Since you asked for an opinion, mine would be to always create a type--I can't figure out a reason not to.
More often than not you can find that you actually needed the type (the main use is either to store two items in a collection or return two items from a method call--in both cases if the items aren't closely related, you're probably doing something wrong).
I think it's good to create a new type when it makes sense to introduce a new value set into your program. For example, if you are writing a complex calculator, then make a complex number type. If you really just want to "glue" a few variables together for a moment, then a tuple is probably a better choice. Let's say you've got a simple function that gathers two numbers from the console... you might do something like:
static void GetNumbers(out int x, out int y) { ... }
...
int x, y;
GetNumbers(out x, out y);
I think it usually makes sense when a "getter" function has a return value but in this case it doesn't because I can't really have two return values. I could go and make a new type called TwoNumbers and use that but I think this quickly becomes more of a problem than a solution. If C# had tuples I may be able to do something like the following:
static (int, int) GetNumbers() { ... }
...
int x, y;
(x, y) = GetNumbers();
Now the really interesting question is: although C# doesn't have this feature am I able to implement it myself with a library? The code you suggest is a start but won't allow me to assign like I've done in the second example. I'm not sure about C# but you can get really darn close to this in C++ by using the fact that a function call can be the left operand to the assignment operator when it's return value is a reference type. Consider the following:
// this class is implemented much like yours only with C++
template<typename T1, typename T2> class tuple { ... }
...
template<typename T1, typename T2> tuple<T1, T2>& tie(T1 a, T2 b) { ... }
...
template<typename T1, typename T2> tuple<T1, T2> get_numbers() { ... }
...
int x, y;
tie(x, y) = get_numbers();
I'd say that is pretty darn close... instead of (x, y) = we have tie(x, y) =. If you are interested in implementation details, I'll refer you to the TR1 library where I first learned about this:
http://www.boost.org/doc/libs/1_41_0/libs/tuple/doc/tuple_users_guide.html#tiers
So to bring all this back to C# 3.0... we can certainly create a generic tuple class as you've shown, but can we create a function like tie to "unpack" the tuple in C#? I haven't tried it, sounds like fun. Without something like that, I'd be reluctant to let a C# tuple library proliferate through my code.
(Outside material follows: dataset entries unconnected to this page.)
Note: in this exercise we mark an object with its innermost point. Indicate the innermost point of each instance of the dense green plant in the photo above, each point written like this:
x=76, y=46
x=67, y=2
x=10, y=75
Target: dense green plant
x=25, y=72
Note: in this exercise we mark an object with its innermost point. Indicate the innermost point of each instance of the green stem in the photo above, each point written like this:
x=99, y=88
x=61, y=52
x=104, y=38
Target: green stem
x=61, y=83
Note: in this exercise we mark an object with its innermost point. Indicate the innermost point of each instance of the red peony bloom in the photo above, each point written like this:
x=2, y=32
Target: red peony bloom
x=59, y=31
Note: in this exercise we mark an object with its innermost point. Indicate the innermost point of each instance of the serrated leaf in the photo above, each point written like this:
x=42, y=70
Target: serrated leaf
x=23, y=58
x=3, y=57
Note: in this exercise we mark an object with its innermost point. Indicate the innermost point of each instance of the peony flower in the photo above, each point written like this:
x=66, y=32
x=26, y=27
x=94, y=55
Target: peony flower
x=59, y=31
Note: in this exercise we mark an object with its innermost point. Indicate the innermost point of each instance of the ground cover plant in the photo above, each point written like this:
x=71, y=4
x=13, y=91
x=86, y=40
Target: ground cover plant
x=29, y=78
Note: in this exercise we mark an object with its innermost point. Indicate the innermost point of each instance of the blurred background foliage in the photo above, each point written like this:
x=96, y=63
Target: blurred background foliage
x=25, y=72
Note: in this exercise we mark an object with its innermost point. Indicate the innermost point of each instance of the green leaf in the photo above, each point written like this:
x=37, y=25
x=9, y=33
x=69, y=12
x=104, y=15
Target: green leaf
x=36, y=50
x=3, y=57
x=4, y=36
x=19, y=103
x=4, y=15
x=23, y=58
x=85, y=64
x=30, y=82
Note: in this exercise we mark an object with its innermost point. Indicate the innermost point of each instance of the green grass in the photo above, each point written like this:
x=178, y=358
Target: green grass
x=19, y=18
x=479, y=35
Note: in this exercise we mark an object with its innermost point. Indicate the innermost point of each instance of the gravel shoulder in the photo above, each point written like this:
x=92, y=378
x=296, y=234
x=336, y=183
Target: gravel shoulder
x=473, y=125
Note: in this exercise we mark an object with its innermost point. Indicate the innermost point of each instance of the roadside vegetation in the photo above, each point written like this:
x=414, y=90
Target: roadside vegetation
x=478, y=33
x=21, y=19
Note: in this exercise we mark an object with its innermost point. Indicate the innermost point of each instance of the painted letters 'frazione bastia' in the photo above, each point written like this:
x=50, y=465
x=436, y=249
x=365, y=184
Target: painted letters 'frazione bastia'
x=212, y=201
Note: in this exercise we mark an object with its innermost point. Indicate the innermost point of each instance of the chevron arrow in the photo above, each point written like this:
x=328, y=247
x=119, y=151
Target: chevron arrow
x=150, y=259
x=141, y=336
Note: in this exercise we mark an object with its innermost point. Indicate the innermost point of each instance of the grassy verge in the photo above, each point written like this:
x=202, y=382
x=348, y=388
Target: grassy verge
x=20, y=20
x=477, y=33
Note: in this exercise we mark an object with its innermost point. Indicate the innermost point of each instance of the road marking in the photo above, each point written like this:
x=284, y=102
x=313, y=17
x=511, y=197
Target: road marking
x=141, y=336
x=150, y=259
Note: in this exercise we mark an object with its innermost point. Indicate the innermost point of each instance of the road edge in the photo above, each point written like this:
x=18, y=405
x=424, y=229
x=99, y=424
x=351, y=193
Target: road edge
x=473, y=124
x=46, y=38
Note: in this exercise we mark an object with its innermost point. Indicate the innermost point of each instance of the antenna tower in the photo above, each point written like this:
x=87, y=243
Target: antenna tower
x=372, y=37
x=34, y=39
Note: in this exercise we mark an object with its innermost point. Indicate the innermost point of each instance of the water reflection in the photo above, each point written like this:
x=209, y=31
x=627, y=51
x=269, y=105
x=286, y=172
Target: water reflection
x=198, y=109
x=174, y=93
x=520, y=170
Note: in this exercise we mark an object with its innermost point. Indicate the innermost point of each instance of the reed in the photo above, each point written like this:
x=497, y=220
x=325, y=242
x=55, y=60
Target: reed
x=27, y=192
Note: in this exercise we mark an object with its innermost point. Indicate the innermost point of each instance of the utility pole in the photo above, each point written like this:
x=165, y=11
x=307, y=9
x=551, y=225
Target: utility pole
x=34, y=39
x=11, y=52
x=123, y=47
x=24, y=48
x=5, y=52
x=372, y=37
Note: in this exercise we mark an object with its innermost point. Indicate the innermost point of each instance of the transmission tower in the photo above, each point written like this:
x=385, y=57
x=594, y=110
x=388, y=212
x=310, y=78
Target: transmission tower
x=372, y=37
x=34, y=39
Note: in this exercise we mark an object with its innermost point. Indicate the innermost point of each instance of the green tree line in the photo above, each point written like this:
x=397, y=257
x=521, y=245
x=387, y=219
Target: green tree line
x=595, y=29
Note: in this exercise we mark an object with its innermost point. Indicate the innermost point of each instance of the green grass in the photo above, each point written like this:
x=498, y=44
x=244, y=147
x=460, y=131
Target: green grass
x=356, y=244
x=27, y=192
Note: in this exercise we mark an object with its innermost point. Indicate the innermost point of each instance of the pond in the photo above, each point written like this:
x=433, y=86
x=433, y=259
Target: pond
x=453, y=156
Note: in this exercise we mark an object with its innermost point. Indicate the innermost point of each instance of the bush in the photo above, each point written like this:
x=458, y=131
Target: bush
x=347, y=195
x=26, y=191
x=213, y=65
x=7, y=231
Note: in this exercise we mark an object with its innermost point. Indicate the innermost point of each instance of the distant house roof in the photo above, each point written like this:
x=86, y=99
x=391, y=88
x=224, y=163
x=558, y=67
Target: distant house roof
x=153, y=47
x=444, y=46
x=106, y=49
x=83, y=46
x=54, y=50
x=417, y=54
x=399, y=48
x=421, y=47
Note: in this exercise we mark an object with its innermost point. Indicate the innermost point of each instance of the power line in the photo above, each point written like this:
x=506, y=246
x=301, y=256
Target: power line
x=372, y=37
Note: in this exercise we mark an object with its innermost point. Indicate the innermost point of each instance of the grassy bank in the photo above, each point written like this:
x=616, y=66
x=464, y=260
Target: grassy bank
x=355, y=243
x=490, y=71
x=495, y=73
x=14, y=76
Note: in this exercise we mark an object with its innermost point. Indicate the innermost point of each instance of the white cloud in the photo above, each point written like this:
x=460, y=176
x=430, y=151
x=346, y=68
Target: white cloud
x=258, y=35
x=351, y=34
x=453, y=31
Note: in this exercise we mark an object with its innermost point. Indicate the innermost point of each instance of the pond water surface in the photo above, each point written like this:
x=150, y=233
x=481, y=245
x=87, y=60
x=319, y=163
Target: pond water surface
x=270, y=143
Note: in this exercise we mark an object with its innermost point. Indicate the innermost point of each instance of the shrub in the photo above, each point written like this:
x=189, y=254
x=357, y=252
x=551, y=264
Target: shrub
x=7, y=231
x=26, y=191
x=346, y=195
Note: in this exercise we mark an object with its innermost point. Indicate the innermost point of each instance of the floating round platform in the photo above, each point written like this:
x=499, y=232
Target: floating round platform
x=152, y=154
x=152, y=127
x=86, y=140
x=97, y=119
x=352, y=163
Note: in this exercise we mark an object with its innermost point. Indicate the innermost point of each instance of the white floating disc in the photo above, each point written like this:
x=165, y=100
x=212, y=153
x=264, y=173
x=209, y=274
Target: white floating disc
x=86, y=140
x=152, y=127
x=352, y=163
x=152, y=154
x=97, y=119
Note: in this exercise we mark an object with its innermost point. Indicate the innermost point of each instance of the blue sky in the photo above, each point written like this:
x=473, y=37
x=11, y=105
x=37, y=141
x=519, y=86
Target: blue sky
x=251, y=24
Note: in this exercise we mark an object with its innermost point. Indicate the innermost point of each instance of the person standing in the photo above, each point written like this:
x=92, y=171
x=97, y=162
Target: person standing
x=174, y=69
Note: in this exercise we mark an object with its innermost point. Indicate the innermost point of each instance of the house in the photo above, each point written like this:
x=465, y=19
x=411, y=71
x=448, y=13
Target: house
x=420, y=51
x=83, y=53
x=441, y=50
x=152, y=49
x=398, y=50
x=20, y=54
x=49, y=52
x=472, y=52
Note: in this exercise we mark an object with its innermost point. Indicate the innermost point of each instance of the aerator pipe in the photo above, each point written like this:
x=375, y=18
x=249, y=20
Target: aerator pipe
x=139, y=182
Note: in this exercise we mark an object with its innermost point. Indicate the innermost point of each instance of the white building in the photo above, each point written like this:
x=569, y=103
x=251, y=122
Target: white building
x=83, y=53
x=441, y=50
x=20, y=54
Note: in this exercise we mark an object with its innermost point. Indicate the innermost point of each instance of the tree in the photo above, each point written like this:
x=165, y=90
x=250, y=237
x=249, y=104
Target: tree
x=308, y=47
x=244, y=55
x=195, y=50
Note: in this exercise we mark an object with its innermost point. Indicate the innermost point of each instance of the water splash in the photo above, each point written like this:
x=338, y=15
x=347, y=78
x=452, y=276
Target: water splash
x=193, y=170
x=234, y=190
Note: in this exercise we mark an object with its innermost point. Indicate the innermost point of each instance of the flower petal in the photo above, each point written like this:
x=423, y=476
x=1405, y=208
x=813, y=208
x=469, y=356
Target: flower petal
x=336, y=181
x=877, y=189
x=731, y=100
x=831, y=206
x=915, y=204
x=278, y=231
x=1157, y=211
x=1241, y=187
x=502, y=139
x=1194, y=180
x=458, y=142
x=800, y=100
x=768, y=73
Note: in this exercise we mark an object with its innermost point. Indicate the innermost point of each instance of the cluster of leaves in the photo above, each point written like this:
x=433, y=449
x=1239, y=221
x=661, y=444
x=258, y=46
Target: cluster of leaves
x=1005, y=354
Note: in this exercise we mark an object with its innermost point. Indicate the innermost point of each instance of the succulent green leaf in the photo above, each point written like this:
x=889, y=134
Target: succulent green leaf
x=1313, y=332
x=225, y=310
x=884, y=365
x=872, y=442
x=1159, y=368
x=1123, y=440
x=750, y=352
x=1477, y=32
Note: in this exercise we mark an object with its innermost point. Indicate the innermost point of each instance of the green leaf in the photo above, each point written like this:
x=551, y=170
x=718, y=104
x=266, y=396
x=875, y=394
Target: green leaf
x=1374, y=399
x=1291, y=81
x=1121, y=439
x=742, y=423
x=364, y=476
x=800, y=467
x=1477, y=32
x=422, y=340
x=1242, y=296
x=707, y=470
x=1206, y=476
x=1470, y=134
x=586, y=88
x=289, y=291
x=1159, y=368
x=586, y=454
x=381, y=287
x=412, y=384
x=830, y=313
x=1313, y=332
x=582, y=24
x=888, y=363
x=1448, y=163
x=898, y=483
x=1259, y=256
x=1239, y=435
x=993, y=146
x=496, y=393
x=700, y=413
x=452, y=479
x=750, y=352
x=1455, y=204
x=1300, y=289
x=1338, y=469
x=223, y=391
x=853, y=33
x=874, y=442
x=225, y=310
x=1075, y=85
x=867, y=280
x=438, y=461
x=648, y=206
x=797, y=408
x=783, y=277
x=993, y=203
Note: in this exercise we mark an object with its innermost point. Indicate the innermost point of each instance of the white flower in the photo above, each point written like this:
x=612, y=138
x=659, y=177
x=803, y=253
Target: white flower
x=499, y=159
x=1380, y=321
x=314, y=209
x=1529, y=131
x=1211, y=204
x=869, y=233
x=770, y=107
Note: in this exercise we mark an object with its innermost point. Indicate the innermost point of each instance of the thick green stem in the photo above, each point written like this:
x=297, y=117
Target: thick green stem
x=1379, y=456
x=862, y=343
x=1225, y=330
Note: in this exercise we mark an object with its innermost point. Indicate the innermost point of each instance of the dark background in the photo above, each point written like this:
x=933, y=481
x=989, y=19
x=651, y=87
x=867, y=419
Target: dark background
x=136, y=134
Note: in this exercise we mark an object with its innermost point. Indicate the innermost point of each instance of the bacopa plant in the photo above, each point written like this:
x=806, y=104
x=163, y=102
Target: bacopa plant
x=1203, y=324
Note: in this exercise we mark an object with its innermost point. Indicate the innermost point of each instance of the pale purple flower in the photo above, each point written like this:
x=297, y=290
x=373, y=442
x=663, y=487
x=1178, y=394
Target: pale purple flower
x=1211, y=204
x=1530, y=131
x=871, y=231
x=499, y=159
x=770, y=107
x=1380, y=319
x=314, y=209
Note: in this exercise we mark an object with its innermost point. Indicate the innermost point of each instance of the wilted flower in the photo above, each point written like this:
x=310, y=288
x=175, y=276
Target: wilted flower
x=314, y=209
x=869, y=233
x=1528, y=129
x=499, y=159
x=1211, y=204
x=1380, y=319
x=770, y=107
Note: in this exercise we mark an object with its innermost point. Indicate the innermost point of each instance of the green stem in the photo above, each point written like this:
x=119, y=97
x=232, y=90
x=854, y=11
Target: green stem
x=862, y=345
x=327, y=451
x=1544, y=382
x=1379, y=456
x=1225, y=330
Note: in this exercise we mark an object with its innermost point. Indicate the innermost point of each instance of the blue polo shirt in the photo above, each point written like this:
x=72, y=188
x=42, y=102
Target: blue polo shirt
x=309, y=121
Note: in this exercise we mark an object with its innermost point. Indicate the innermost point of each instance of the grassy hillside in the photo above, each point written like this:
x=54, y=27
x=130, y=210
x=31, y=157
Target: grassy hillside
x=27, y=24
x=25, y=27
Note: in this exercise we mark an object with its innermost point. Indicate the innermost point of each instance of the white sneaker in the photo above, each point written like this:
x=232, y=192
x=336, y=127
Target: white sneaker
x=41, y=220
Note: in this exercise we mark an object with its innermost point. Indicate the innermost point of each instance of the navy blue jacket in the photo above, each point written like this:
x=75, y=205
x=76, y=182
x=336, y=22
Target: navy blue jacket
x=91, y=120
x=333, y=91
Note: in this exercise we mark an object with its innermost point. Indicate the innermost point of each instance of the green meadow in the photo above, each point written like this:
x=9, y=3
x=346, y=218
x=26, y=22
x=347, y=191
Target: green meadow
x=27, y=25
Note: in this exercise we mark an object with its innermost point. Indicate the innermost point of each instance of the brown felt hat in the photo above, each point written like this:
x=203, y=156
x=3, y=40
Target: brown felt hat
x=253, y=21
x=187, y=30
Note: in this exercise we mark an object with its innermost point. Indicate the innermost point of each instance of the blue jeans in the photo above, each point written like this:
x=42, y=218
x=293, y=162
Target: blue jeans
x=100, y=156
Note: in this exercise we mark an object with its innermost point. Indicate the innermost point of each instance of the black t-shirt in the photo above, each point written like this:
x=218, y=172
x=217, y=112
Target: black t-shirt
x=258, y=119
I dont like type inference in C# since it is abused to much for shorter writing. Of course it is a very cool feature, but people abuse it IMHO like in this case.
In this case i would specify the type explicitly to avoid confusions about the type (i.e. perhaps 42 is a long, or a byte or a short).
So why not having a simple tuple class, which can be implemented in just a few lines. And if you're lazy you can even write some extension methods for your tuple class. This makes life easier but also cleaner.
Dont see the point of having a "fancy" tuple class instead of the generic one you presented (except for the type inference).